A similar example is the need for different companies in the same industry, say the airline industry, to exchange data with each other to ensure a seamless experience for the customer. Although a data exchange protocol may exist for the industry, it may be decades old and support only a subset of the information gathered nowadays. Data that falls outside of the industry-defined protocol may not comply with any existing standards. Big data offers a way to cope with this essentially unstructured data.

Modern business intelligence (BI) tools have become more intelligent when extracting data. They can add semantics to data and build a data dictionary on-the-fly. These tools look at data, identify what it is, and decide what to do with it. The goal is to allow you to select tables from a database and the BI tool will attempt to understand the relationships between those tables. For example, if you selected tables containing invoices, customers, and locations, the tool would find the relationships between them: each invoice belongs to a different customer and each customer is in a different location. From this inference it could decide how you wanted to display the information, such as creating an infographic showing sales on a map. In this way the tool automatically brings information to the decision maker instead of merely displaying unprocessed data.

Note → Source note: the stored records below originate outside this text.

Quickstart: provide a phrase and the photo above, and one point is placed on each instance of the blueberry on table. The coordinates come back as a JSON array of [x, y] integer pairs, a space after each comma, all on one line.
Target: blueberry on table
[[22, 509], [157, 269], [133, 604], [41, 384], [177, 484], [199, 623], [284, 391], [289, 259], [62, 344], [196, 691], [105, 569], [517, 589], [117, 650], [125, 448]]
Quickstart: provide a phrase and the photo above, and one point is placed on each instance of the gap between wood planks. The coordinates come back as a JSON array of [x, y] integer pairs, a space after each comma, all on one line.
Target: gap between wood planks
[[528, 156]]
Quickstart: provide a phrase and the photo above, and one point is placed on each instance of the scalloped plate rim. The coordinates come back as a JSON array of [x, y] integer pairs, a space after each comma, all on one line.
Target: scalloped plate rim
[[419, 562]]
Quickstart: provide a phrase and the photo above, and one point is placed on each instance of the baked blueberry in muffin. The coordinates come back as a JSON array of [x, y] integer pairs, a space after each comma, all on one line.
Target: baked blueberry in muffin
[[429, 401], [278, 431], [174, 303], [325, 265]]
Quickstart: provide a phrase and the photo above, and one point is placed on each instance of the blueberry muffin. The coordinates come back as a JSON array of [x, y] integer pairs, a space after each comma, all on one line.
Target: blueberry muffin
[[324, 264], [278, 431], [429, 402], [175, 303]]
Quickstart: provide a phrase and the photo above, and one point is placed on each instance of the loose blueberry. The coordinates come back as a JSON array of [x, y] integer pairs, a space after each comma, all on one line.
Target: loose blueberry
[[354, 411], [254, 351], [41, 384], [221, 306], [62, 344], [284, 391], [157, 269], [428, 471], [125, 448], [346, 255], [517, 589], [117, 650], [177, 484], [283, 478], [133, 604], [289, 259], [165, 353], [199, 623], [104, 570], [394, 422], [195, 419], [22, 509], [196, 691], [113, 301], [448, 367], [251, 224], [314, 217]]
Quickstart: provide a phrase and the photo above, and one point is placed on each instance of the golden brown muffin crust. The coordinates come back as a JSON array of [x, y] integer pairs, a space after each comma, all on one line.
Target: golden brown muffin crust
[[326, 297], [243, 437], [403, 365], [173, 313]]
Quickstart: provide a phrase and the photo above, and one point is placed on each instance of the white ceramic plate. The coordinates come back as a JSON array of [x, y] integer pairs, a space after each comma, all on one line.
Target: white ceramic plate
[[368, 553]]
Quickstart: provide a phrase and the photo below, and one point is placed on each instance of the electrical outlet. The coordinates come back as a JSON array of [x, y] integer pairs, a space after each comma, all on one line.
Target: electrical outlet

Of course, that example involves tables in a relational database, so the relationships between the tables are well defined. Some tools go beyond this: they are smart enough to handle unknown data structures. In the earlier examples of integrating information from different business units and different companies, the schema is well known. The new trend is to integrate from sources where the schemas are not known in advance, such as the many sources we have discussed, including sensors, social media, etc. The tools must figure out the schemas automatically, which is why they are called “smart.”

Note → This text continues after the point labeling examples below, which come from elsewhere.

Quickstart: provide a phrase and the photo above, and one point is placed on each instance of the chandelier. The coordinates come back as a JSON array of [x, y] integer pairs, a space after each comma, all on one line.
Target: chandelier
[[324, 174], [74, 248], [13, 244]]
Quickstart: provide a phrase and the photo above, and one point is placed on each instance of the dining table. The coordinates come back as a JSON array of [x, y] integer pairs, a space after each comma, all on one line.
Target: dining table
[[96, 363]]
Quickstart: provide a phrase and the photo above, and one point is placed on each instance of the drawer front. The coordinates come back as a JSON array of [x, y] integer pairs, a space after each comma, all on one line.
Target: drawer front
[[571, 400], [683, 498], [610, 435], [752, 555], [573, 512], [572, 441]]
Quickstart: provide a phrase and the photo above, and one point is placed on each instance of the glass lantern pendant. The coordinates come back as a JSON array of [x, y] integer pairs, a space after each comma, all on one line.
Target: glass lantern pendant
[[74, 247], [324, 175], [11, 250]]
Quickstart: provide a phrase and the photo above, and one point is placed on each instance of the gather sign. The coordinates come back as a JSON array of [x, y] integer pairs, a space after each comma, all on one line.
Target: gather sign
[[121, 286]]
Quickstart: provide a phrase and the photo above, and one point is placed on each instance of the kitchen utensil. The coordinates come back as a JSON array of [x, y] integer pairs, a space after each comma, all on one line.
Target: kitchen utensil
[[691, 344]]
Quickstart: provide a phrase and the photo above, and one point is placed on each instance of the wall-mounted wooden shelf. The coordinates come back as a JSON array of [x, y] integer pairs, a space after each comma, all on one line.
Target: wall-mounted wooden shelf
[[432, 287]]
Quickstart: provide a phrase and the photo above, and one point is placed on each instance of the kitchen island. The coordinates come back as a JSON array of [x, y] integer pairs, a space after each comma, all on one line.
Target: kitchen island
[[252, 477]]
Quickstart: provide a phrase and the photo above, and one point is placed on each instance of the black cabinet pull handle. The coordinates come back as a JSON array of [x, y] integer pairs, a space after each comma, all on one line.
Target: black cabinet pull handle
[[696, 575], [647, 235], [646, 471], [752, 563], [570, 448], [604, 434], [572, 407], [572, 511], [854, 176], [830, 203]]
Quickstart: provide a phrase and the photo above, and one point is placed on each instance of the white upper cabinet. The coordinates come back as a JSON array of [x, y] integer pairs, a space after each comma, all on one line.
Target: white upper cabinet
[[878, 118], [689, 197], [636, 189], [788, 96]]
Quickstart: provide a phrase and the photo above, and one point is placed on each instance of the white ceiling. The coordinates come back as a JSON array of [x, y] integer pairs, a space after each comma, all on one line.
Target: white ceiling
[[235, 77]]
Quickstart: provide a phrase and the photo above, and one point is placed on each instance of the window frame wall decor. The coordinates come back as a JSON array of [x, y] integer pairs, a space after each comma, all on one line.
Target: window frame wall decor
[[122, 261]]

Hybrid Transaction/Analytical Processing: HTAP

Traditionally, transactions and analytics have been two separate fields with inherently different needs. Transaction processing places an emphasis on throughput and data persistence. Analytics relies on volumes of transient data. In the past, analytics could wait for data to be gathered from the transaction processing systems, most of the time with batch jobs running overnight. Today, businesses are interested in making decisions in real time. For example, they may want to send a coupon to your smart phone while you are walking down a certain aisle in a store.

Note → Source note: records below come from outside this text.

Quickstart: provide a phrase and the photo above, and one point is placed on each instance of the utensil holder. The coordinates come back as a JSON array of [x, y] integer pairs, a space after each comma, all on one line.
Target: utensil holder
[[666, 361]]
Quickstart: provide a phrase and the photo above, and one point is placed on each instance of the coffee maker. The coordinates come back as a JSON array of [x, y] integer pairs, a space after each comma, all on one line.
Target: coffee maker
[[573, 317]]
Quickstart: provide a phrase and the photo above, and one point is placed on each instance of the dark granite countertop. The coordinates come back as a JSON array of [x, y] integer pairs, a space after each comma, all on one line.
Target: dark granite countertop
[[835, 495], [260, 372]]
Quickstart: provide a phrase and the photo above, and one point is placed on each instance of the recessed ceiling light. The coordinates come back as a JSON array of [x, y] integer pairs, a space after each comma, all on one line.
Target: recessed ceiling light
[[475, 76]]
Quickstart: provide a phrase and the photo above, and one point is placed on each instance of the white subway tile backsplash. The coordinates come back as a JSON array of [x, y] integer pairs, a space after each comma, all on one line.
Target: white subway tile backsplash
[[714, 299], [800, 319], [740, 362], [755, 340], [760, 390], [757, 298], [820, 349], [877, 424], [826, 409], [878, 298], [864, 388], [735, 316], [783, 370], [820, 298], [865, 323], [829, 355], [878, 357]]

With IoT and the explosion of data streaming from sensors in real time, analytics need to happen in real time without giving up on transaction processing. Enter the world of hybrid transaction/analytical processing.

HTAP integrates high-speed transaction processing with analytics so that business decisions can be made on-the-fly. It relies on in-memory computing for the speed to gather data from transactions as they happen and pipe it to an analytics engine. One can foresee more database vendors and BI tools tapping into this market.

2015 Will Be An Important Year for Big Data

It looks like 2015 will be an important year for big data and many other technologies such as HTAP and in-memory computing. It may be too soon to see market standards being defined. The best advice is to keep an eye on the market and be prepared to experiment with new things. If you are still thinking about how big data can help you, you are probably late to the party ... but maybe just fashionably late. Many of the early adopters are still experimenting with the technology. Although there are promising new trends, these projects are not cheap, and they are high risk. So you have to decide if you want to join the party while it is still wild or wait for it to settle down a little bit. Just make sure you don’t miss the fun.